Хотя пути любого юноши неисповедимы и непредсказуемы, идя по улицам Флоренции, Микеланджело, наверняка, прошел бы мимо самых знаменитых достопримечательностей города. От Сан-Марко рукой подать до воспитательного дома (Оспедале дельи Инноченти) Брунеллески и фамильной церкви Медичи Сан-Лоренцо. Микеланджело, наверняка, прошел бы мимо своего дома, палаццо Медичи-Риккарди, Баптистерия и Собора Санта-Мария дель Фьоре. А дальше ему попалась бы огромная церковь гильдий Орсан-микеле, и он оказался бы на площади Синьории. Его путь пролегал бы по улицам старого города, через мост Понте-Веккьо в квартал Олтрарно. И вот уже церковь Санта-Мария дель Кармине.
Во многих отношениях путь Микеланджело можно сравнить с путем истории самого Ренессанса. Здания, мимо которых он проходил, во многих отношениях символизируют художественные и архитектурные достижения того времени. Но если сегодня их считают великими памятниками, которые следует сохранять и которыми восхищаться в их первозданном виде; для Микеланджело они были самыми обычными религиозными, административными и общественными зданиями живого, дышащего города, где и развивались культура и искусство Ренессанса. Микеланджело бродил по улицам, на которых возникали культурные новации эпохи. Он проходил мимо живых доказательств различных влияний, которые и определяли эти перемены.

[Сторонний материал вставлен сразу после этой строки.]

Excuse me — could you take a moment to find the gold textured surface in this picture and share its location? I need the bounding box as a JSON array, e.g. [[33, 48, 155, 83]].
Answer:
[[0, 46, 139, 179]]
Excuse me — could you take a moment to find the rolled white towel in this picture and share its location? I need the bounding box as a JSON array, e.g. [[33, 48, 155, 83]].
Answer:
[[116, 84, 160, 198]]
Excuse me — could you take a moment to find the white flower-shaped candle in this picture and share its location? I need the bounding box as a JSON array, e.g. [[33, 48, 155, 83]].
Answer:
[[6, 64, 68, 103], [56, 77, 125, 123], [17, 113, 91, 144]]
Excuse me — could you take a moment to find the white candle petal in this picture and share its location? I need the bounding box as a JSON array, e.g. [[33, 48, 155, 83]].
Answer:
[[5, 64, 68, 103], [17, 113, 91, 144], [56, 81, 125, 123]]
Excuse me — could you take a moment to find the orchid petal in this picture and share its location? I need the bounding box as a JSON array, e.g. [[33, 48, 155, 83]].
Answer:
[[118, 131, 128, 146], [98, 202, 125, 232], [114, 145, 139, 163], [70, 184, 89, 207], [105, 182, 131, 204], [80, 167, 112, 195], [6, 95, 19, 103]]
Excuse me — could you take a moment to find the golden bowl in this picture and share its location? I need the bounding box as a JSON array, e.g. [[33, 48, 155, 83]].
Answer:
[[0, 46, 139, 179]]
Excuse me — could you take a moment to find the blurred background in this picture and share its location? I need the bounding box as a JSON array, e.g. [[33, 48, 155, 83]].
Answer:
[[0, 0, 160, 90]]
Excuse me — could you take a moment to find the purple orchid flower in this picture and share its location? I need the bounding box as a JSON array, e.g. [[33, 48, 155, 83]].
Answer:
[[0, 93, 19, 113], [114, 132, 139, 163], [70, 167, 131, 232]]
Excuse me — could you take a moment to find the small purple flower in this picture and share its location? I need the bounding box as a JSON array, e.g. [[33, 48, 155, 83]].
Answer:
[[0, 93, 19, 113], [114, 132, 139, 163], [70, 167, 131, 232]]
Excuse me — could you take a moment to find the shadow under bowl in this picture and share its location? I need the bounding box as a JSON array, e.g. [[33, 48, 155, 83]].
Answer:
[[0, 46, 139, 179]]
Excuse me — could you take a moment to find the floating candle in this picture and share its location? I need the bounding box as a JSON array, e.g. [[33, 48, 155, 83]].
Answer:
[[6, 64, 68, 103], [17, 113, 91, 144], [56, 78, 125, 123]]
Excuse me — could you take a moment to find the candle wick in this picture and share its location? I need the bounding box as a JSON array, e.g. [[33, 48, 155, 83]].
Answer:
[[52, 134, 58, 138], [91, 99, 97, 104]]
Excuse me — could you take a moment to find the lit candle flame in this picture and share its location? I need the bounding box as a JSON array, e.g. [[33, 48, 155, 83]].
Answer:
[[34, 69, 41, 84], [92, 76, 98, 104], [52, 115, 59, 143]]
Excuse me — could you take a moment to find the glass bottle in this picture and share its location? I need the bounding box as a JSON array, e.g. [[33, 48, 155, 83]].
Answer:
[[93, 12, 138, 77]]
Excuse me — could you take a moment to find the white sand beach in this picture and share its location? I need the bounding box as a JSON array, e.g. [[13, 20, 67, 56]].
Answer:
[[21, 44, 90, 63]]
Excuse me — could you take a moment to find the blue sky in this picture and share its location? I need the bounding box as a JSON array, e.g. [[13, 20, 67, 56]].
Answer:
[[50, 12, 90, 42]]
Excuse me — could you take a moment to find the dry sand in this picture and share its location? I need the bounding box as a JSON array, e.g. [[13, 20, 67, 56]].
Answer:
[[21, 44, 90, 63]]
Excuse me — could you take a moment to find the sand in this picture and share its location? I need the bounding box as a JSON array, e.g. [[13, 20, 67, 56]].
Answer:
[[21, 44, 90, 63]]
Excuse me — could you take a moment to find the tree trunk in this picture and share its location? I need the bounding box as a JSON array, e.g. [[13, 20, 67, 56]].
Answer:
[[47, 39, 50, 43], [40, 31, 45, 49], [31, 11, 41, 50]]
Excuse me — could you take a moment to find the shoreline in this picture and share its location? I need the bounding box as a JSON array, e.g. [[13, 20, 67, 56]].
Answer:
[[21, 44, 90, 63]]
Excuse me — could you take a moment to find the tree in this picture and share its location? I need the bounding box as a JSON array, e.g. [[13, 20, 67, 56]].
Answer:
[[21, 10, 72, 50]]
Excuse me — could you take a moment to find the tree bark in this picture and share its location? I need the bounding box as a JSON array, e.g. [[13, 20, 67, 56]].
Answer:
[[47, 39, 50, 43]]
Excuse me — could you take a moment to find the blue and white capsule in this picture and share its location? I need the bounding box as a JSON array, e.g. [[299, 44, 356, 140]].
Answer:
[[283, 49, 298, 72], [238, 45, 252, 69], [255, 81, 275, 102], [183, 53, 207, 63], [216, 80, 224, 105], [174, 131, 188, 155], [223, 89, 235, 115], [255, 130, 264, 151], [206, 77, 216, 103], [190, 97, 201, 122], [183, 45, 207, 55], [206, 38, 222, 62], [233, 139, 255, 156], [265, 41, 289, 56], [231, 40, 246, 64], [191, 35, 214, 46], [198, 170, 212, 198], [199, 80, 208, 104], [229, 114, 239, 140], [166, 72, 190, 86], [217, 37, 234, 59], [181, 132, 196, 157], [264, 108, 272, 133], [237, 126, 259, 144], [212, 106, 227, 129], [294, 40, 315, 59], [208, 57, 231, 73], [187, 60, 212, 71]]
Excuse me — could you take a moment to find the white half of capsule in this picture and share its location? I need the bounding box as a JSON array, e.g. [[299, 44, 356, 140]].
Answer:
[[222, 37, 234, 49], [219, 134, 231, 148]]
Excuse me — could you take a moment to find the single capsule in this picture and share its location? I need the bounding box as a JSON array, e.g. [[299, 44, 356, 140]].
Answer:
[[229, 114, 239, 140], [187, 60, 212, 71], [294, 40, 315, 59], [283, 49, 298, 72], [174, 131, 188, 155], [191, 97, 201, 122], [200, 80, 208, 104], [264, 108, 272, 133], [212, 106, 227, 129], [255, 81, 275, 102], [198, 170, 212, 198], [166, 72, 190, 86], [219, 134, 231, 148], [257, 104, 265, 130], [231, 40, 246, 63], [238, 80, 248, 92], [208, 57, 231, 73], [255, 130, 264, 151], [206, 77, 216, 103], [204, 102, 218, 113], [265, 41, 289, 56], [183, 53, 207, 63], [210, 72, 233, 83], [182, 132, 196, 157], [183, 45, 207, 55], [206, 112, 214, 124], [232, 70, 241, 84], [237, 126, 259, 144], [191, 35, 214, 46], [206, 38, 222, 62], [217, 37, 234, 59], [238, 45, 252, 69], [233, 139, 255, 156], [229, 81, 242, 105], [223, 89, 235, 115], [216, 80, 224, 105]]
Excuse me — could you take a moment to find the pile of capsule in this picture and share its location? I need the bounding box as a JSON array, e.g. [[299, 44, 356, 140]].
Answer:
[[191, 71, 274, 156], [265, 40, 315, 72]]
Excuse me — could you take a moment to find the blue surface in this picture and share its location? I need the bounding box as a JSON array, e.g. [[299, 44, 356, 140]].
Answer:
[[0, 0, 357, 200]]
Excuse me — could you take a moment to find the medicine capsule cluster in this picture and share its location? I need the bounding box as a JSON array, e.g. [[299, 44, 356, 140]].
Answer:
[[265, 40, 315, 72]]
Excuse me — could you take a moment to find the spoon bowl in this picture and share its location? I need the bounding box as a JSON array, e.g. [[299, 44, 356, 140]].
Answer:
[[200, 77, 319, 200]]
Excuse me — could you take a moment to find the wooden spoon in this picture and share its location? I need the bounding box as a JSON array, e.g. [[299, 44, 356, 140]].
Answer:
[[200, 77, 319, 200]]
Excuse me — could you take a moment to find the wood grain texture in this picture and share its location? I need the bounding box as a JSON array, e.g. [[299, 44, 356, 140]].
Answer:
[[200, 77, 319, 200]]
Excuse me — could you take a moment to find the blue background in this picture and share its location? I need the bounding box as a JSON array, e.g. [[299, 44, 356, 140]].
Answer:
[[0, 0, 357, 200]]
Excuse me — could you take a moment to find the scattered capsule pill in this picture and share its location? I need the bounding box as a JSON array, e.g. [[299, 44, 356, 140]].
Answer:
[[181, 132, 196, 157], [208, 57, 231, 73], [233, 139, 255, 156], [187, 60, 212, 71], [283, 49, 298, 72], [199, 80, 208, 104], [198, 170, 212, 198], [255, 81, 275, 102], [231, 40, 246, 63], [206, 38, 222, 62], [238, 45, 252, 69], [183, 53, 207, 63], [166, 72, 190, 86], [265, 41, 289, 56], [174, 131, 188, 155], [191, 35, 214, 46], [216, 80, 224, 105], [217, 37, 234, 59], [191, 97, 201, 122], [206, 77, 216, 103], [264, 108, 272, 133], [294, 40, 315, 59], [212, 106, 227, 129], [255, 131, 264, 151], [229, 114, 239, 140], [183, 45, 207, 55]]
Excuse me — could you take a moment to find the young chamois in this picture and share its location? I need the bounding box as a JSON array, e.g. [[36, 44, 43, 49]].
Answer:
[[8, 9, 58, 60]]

После падения Империи в начале XI в. на территории Италии появилось множество независимых государств.3 Города-республики и деспотии Северной Италии развивали новые культурные формы, призванные воспевать и сохранять автономное самоуправление. Образованные чиновники, которые несли на своих плечах постоянно увеличивающийся груз законодательства, налогообложения и дипломатии, изучали утонченную классическую латынь. Общественные деятели, такие как флорентийцы Колюччо Салютати и Леонардо Бруни,4 использовали античные литературные памятники для риторики «республиканства», а те, кто жил в деспотических государствах, обращались к литературе Римской империи в поисках образцов блестящих князей. Стараясь защитить свою независимость от других государств, города сознательно использовали ощущение городской свободы. Величественные общественные здания, такие как Палаццо Веккьо во Флоренции, строились, чтобы подчеркнуть величие республики и доказать стабильность и долговечность общественного правительства.5 Для публичных пространств заказывались произведения искусства, которые прославляли либо независимость городов-государств, либо блестящую мудрость signori (правителей). Города – богатели, получали прибыль от торговли и ремесел. Грандиозные здания строили для себя корпоративные организации – гильдии и светские братства. Примерами этого могут служить церковь Оньиссанти и Воспитательный дом. Новая городская торговая элита стремилась подчеркнуть свое богатство и замолить грехи, совершенные в процессе его получения. Поэтому торговцы покровительствовали искусствам – художники должны были создать публичный образ. В городе десятками появлялись богато украшенные фамильные капеллы и роскошные дворцы.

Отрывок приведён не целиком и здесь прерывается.